The goal now is to build on these new data to increase their utility. "The databases are quite fine as we have them," she said. "The problem now is that more than 50% of all the genes [in archaea] are unknown. We do not know what they are doing [and] which proteins they are coding for. And so, we must do our homework. For instance, we need to have genetic models where we can knock out genes."
Completing this homework is worthwhile, as the results could someday give rise to a whole new branch of microbe-based therapeutics that leverage archaea and their unique proteins and metabolites; scientists have pointed to archaea as the next generation of probiotics. Moissl-Eichinger acknowledged that while such an idea is "amazing," it's currently more pie-in-the-sky than practical. "All the rough work must be done."
Looking Beyond the Gut
"More work must be done" could be the tagline for the archaeome; the number of questions about it far outnumber the answers. How do archaea interact with the immune system?
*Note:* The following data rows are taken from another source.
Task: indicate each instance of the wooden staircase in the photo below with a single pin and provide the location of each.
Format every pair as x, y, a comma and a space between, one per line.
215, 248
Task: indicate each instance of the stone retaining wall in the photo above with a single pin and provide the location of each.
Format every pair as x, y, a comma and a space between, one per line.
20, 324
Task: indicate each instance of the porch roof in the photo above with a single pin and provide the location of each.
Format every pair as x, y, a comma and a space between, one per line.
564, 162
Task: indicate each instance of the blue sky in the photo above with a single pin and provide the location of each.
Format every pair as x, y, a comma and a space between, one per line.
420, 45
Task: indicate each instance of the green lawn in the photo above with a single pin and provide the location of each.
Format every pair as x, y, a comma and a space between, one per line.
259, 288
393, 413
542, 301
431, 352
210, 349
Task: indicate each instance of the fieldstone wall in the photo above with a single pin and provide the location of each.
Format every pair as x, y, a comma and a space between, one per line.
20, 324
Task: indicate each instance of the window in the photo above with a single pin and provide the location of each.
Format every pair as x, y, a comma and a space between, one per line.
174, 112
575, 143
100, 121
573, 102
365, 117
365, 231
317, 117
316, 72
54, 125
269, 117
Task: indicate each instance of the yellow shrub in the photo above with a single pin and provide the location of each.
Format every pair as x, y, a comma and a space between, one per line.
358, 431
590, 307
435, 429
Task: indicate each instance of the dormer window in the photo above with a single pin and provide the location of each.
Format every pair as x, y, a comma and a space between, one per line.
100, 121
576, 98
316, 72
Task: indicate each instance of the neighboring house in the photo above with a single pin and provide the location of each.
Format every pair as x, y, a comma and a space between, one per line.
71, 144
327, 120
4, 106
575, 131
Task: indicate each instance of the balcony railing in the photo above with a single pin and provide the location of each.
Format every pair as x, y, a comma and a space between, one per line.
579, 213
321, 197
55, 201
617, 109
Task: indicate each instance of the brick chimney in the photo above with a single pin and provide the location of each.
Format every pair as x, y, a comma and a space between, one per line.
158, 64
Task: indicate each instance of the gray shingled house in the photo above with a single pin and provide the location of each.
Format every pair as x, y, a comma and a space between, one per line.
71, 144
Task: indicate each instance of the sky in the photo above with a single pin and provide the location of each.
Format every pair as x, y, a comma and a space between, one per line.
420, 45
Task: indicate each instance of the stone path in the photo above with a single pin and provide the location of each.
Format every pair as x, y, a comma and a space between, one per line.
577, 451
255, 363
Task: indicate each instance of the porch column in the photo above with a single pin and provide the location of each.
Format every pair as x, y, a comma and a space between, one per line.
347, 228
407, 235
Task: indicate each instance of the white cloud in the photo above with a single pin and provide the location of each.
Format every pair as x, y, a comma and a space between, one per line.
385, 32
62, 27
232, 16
What is their role in disease? How do they communicate with bacteria or with the host? How is this communication mediated? Where are they located?
The last question ties into an area Moissl-Eichinger thinks deserves attention moving forward. "We need to extend our focus-we're focusing on the gut because it's easy to get samples. But we are forgetting about the archaea in other places like the upper gastrointestinal tract or respiratory tract. I do not know many groups who really look at this, but they really are important for [understanding] microbiome networks [throughout the body]."
This reflects the general recognition among scientists that bacteria are only a single piece of the multi-microbial pie that is the broader, body-wide human microbiome. The more they can dig into these other fractions (e.g., viral, fungal, archaeal) the better positioned we will be to grasp why and how they matter for human health.